Los pintores solían dibujar los retratos de los ladrones, traidores o rebeldes al natural, mientras los cadáveres de los condenados aún se balanceaban ahorcados en una plaza pública –por ejemplo, delante del Palacio del Podestà, en Florencia (actual Museo Bargello)– pero en ciertas ocasiones, cuando no se lograba capturar al criminal, también se le podía juzgar en ausencia y, en este caso, se pintaba su dibujo para ejecutarlo in effigie.
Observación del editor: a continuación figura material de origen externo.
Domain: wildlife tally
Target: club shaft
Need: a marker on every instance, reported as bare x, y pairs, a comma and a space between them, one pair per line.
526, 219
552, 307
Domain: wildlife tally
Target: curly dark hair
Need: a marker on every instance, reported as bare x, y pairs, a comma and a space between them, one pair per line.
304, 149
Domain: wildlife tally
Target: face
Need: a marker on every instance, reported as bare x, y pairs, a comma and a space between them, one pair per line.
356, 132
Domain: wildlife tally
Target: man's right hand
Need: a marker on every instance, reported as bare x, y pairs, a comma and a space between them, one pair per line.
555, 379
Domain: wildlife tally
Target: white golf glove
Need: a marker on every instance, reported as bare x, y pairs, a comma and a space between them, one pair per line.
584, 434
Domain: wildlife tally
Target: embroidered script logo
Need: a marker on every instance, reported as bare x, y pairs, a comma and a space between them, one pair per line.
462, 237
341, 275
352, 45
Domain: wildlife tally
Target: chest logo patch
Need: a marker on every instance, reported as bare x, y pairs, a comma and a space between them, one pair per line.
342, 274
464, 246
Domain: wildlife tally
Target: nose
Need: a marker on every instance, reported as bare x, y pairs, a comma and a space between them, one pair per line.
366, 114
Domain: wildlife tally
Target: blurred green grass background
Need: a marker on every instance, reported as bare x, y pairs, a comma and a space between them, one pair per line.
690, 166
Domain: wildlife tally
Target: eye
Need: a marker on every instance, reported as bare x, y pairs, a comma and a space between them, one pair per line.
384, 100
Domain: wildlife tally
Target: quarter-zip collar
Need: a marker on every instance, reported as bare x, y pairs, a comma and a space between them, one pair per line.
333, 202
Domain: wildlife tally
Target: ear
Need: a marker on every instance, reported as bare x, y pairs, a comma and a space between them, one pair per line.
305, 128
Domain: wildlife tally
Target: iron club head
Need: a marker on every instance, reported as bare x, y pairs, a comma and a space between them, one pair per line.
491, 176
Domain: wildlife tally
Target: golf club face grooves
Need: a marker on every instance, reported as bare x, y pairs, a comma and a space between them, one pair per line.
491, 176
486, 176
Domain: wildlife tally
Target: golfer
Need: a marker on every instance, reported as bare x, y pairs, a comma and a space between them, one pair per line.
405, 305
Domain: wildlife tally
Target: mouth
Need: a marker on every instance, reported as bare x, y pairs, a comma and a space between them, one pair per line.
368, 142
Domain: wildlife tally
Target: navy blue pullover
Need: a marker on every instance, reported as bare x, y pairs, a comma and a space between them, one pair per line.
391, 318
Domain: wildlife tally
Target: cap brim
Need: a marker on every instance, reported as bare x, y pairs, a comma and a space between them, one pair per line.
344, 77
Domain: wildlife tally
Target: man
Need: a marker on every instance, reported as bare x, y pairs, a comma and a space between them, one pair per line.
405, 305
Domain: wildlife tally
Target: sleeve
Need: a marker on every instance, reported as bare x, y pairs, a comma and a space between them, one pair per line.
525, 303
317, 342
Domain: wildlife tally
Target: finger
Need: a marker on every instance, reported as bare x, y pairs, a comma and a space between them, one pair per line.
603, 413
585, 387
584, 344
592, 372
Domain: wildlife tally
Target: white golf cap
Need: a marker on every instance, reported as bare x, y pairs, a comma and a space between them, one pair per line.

Hasta el siglo XVI, esta práctica se extendió por Francia, Inglaterra y Alemania, donde se hicieron muy populares las cartas con una imagen difamatoria (schandbild) que los comerciantes utilizaban contra los clientes morosos, colocándolas en las puertas de las iglesias y ayuntamientos.

Las imágenes infamantes representaron la antítesis de aquellos otros retratos de hombres famosos e ilustres que solían decorar los magníficos salones palaciegos del Renacimiento, convirtiéndose en una herramienta muy efectiva para deshonrar a los condenados, exponiéndolos a la burla y el desprecio de sus convecinos pero, al mismo tiempo, tuvieron un marcado carácter aleccionador para el resto de los ciudadanos: si no te comportas correctamente, recibirás el mismo castigo.